Updated

South Korea said Wednesday it will dissolve a foundation funded by Japan to compensate South Korean women who were forced to work in Japan's World War II military brothels.

The widely expected decision effectively kills a controversial 2015 agreement to settle a decades-long impasse over the sexual slavery issue and threatens to aggravate a bitter diplomatic feud between the Asian U.S. allies over history.

Seoul's Ministry of Gender Equality and Family said in a statement that it will take legal steps to dissolve the foundation. Lee Nam-hoon, an official from the gender equality ministry, said Seoul's Foreign Ministry plans to consult with Tokyo on what to do with the 1 billion yen ($8.8 million) Japan funded to the foundation that was formally launched in July 2016.

"After considering gathering diverse opinions over the 'Reconciliation and Healing Foundation' based on victim-centric principles, we have decided to push for the dissolution of the foundation," Gender Equality Minister Jin Sun Mee said in a statement. She said the ministry will continue to push policies to "restore the honor and dignity" of the sexual slavery victims.

Historians say tens of thousands of women from around Asia, many of them Korean, were sent to front-line military brothels to provide sex to Japanese soldiers.

Liberal South Korean President Moon Jae-in, who has been a harsh critic of the 2015 deal reached under his conservative predecessor, told Japanese Prime Minister Shinzo Abe during a meeting in September that the foundation was failing to function properly because of strong opposition by the victims and public.

South Korea and Japan are already at odds over a ruling by Seoul's Supreme Court last month that a major Japanese steelmaker should compensate four South Koreans for forced labor during Japan's colonial rule of the Korean Peninsula before the end of World War II. Abe said Tokyo will respond "resolutely" to the ruling, which he described as a violation of a 1965 treaty between Seoul and Tokyo that restored diplomatic ties and was accompanied by more than $800 million in economic aid and loans from Tokyo to Seoul.

At the time of the sex slave deal, Seoul said there were 46 surviving South Korean victims.
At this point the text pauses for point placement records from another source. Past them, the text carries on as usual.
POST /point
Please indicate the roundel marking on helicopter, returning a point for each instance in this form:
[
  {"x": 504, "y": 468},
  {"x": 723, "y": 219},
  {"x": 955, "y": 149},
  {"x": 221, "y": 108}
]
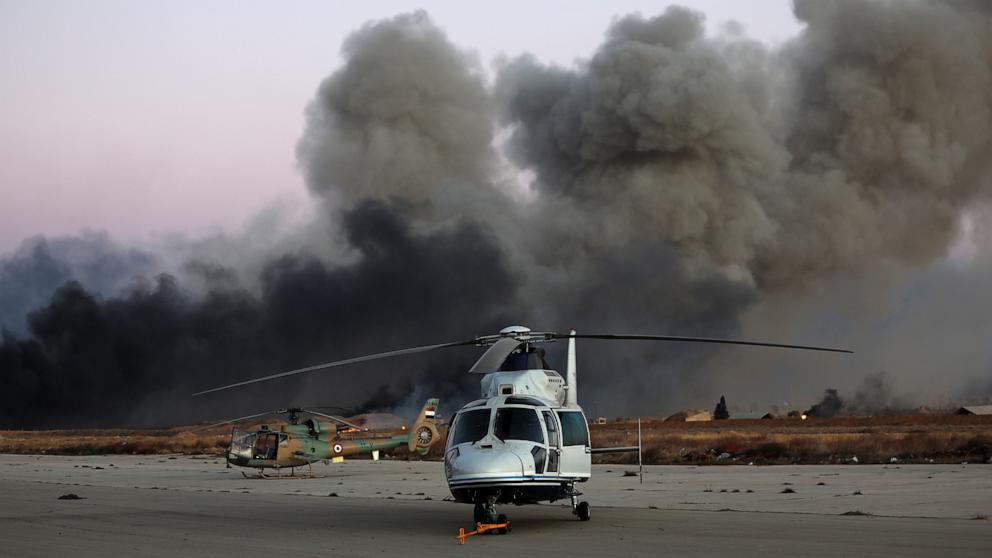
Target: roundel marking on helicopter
[{"x": 424, "y": 436}]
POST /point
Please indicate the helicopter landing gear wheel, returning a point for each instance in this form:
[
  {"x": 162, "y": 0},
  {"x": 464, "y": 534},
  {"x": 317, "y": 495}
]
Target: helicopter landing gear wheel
[
  {"x": 583, "y": 511},
  {"x": 501, "y": 519},
  {"x": 479, "y": 513}
]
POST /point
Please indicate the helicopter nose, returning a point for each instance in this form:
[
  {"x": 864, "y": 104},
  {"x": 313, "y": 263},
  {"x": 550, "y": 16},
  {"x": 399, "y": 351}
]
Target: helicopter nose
[{"x": 472, "y": 461}]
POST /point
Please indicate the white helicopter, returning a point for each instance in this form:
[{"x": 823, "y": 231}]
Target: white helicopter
[{"x": 526, "y": 440}]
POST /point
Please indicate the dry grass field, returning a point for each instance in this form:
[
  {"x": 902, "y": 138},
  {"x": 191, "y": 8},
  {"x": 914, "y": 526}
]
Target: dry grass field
[
  {"x": 922, "y": 438},
  {"x": 917, "y": 438}
]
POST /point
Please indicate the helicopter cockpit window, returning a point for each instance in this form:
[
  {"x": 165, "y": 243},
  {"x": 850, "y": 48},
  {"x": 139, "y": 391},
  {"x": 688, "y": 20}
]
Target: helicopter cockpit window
[
  {"x": 524, "y": 401},
  {"x": 531, "y": 358},
  {"x": 514, "y": 423},
  {"x": 470, "y": 426},
  {"x": 265, "y": 446}
]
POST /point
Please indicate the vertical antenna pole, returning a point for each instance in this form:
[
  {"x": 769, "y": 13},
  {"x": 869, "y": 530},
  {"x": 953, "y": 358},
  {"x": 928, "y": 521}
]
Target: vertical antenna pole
[{"x": 640, "y": 462}]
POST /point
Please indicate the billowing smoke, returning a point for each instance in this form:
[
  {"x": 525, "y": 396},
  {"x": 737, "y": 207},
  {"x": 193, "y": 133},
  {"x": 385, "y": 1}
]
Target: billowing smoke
[
  {"x": 673, "y": 182},
  {"x": 828, "y": 406},
  {"x": 875, "y": 396}
]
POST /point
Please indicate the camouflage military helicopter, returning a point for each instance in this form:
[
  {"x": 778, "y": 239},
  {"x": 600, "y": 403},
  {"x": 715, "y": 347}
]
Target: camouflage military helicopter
[
  {"x": 298, "y": 444},
  {"x": 526, "y": 440}
]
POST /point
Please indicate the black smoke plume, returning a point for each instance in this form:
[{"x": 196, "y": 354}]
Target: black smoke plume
[
  {"x": 135, "y": 358},
  {"x": 674, "y": 182}
]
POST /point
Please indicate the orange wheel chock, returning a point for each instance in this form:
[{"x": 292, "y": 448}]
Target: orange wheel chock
[{"x": 480, "y": 528}]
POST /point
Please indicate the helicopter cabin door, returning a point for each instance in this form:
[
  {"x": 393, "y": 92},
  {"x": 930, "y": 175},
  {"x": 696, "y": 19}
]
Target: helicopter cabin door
[
  {"x": 554, "y": 442},
  {"x": 576, "y": 458}
]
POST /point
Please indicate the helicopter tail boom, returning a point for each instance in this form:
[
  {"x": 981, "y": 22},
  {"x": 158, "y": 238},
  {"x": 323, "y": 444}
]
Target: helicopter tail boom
[{"x": 424, "y": 433}]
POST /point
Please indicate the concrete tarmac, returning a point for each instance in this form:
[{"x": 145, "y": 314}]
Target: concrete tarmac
[{"x": 157, "y": 506}]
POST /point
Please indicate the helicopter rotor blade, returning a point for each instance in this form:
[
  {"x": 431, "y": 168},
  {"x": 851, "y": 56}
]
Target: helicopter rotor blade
[
  {"x": 364, "y": 358},
  {"x": 334, "y": 418},
  {"x": 495, "y": 355},
  {"x": 679, "y": 338}
]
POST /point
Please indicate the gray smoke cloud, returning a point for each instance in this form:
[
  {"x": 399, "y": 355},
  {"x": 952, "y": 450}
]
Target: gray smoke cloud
[
  {"x": 832, "y": 190},
  {"x": 684, "y": 182}
]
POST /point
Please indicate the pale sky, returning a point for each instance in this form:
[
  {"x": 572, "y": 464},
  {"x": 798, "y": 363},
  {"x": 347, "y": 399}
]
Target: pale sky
[{"x": 149, "y": 118}]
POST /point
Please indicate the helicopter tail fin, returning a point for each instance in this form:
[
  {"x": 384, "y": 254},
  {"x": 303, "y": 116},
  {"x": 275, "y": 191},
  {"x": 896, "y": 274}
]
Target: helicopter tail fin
[{"x": 424, "y": 433}]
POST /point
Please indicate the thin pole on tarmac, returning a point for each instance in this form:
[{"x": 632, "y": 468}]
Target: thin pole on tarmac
[{"x": 640, "y": 463}]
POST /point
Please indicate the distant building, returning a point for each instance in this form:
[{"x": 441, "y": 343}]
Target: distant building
[
  {"x": 975, "y": 410},
  {"x": 691, "y": 415}
]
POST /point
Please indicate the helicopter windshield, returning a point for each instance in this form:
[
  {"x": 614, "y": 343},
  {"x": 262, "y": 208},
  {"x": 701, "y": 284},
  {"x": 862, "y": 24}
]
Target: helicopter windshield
[
  {"x": 516, "y": 423},
  {"x": 470, "y": 426},
  {"x": 531, "y": 358}
]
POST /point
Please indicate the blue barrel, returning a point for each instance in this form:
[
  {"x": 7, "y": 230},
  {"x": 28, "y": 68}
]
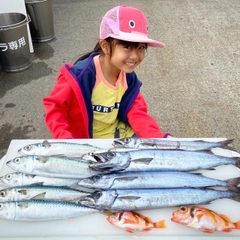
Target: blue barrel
[{"x": 15, "y": 54}]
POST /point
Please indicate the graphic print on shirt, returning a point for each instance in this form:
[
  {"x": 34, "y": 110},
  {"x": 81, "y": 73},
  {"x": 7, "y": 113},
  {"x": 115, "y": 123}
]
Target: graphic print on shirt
[{"x": 106, "y": 100}]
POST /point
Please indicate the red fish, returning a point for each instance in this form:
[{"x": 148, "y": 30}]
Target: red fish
[
  {"x": 203, "y": 219},
  {"x": 133, "y": 221}
]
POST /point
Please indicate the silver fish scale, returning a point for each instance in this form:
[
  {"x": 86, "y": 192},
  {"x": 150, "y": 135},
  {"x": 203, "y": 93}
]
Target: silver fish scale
[
  {"x": 55, "y": 148},
  {"x": 150, "y": 160},
  {"x": 22, "y": 179},
  {"x": 51, "y": 166},
  {"x": 136, "y": 180},
  {"x": 162, "y": 198},
  {"x": 37, "y": 210},
  {"x": 40, "y": 192},
  {"x": 151, "y": 143}
]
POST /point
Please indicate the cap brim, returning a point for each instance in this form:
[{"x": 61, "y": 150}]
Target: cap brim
[{"x": 138, "y": 38}]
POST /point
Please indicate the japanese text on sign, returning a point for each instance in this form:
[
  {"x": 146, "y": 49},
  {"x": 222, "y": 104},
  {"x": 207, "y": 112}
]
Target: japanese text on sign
[{"x": 13, "y": 45}]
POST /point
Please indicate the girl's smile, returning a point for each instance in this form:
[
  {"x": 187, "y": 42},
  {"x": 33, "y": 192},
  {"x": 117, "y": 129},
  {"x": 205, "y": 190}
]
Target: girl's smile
[{"x": 123, "y": 56}]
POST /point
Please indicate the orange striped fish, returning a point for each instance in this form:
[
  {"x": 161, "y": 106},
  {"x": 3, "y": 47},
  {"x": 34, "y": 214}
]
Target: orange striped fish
[
  {"x": 204, "y": 219},
  {"x": 133, "y": 221}
]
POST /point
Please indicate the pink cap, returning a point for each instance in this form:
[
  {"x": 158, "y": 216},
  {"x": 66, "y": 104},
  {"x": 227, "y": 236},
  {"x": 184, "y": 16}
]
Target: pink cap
[{"x": 128, "y": 24}]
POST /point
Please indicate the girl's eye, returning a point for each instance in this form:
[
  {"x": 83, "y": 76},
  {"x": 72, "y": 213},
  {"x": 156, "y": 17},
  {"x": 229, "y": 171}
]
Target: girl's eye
[
  {"x": 142, "y": 47},
  {"x": 127, "y": 47}
]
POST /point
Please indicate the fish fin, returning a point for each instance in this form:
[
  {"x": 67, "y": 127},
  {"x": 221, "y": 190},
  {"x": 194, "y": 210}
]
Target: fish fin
[
  {"x": 237, "y": 225},
  {"x": 236, "y": 197},
  {"x": 225, "y": 143},
  {"x": 46, "y": 143},
  {"x": 237, "y": 161},
  {"x": 37, "y": 184},
  {"x": 39, "y": 196},
  {"x": 146, "y": 229},
  {"x": 130, "y": 221},
  {"x": 234, "y": 184},
  {"x": 22, "y": 191},
  {"x": 211, "y": 168},
  {"x": 149, "y": 144},
  {"x": 23, "y": 205},
  {"x": 32, "y": 175},
  {"x": 129, "y": 197},
  {"x": 225, "y": 217},
  {"x": 226, "y": 230},
  {"x": 199, "y": 216},
  {"x": 145, "y": 161},
  {"x": 43, "y": 159},
  {"x": 107, "y": 212},
  {"x": 160, "y": 224},
  {"x": 207, "y": 230},
  {"x": 129, "y": 230},
  {"x": 124, "y": 178},
  {"x": 146, "y": 219}
]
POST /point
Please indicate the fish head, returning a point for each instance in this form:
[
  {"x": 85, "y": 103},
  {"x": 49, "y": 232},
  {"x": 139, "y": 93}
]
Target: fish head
[
  {"x": 22, "y": 163},
  {"x": 99, "y": 199},
  {"x": 31, "y": 149},
  {"x": 7, "y": 210},
  {"x": 116, "y": 218},
  {"x": 8, "y": 179},
  {"x": 111, "y": 161},
  {"x": 183, "y": 215},
  {"x": 89, "y": 182},
  {"x": 35, "y": 148},
  {"x": 125, "y": 142},
  {"x": 5, "y": 195}
]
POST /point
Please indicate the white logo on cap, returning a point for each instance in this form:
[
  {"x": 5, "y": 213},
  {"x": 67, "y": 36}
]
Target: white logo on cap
[{"x": 131, "y": 24}]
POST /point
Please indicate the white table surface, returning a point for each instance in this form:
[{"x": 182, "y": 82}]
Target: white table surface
[{"x": 93, "y": 227}]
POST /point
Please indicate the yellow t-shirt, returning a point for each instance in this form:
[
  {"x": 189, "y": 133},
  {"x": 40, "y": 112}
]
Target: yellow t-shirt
[{"x": 106, "y": 100}]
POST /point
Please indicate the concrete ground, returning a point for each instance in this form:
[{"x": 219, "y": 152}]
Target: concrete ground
[{"x": 191, "y": 86}]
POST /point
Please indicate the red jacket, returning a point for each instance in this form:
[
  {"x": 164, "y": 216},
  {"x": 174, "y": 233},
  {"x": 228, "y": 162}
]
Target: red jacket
[{"x": 69, "y": 111}]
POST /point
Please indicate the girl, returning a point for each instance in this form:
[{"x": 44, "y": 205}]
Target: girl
[{"x": 99, "y": 96}]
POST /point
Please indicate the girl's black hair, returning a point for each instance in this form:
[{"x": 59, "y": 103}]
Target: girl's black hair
[{"x": 111, "y": 42}]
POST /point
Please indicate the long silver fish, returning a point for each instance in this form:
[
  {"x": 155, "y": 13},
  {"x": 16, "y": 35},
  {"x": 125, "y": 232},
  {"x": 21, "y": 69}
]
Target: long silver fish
[
  {"x": 142, "y": 199},
  {"x": 151, "y": 143},
  {"x": 47, "y": 148},
  {"x": 52, "y": 166},
  {"x": 42, "y": 210},
  {"x": 40, "y": 192},
  {"x": 17, "y": 179},
  {"x": 165, "y": 160},
  {"x": 141, "y": 180}
]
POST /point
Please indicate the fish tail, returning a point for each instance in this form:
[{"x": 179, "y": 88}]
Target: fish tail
[
  {"x": 237, "y": 164},
  {"x": 234, "y": 184},
  {"x": 236, "y": 197},
  {"x": 237, "y": 225},
  {"x": 160, "y": 224},
  {"x": 225, "y": 143}
]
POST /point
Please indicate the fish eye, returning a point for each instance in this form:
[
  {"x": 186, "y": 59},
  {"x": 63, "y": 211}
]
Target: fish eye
[
  {"x": 96, "y": 177},
  {"x": 27, "y": 148},
  {"x": 115, "y": 214},
  {"x": 17, "y": 160},
  {"x": 110, "y": 154},
  {"x": 8, "y": 176},
  {"x": 97, "y": 195},
  {"x": 3, "y": 194},
  {"x": 183, "y": 209},
  {"x": 127, "y": 140}
]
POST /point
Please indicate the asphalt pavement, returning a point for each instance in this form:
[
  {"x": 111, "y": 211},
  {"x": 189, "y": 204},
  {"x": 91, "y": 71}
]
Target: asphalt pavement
[{"x": 191, "y": 86}]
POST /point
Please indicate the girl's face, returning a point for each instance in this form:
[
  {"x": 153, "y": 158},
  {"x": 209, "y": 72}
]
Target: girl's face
[{"x": 127, "y": 56}]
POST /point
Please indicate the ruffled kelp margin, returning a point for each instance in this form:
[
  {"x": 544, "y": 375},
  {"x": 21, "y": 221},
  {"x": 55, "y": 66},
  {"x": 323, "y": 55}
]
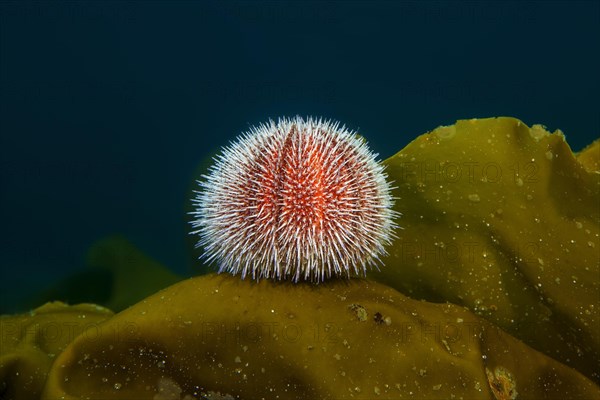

But 19 of them since died. Twelve victims who rejected payment from the foundation sued the Seoul government over the deal in August 2016, saying it didn't go far enough to establish Japan's responsibility.

Lee, the ministry official, said the foundation had used 4.4 billion won ($3.8 million) in cash payments to 34 victims who were alive at the time of the 2015 deal and to relatives of 58 victims who were dead by then. Only 27 of the 240 South Korean women who registered with the government as victims of Japan's wartime sexual slavery are currently alive, Lee said.

Many in South Korea believed the Seoul government settled for far too less in the sex slave deal and that Japan still hasn't acknowledged legal responsibility for atrocities during its colonial occupation of the Korean Peninsula from 1910 to 1945.

Under the 2015 agreement, which was then described by both governments as "irreversible," Japan pledged to fund the foundation to help support the victims. However, Japan said it didn't consider the 1 billion yen it provided to the fund as compensation, saying such issues were settled in a 1965 treaty. South Korea, in exchange, vowed to refrain from criticizing Japan over the issue and will try to resolve a Japanese grievance over a statue of a girl representing victims of sexual slavery that sits in front of the Japanese Embassy in downtown Seoul.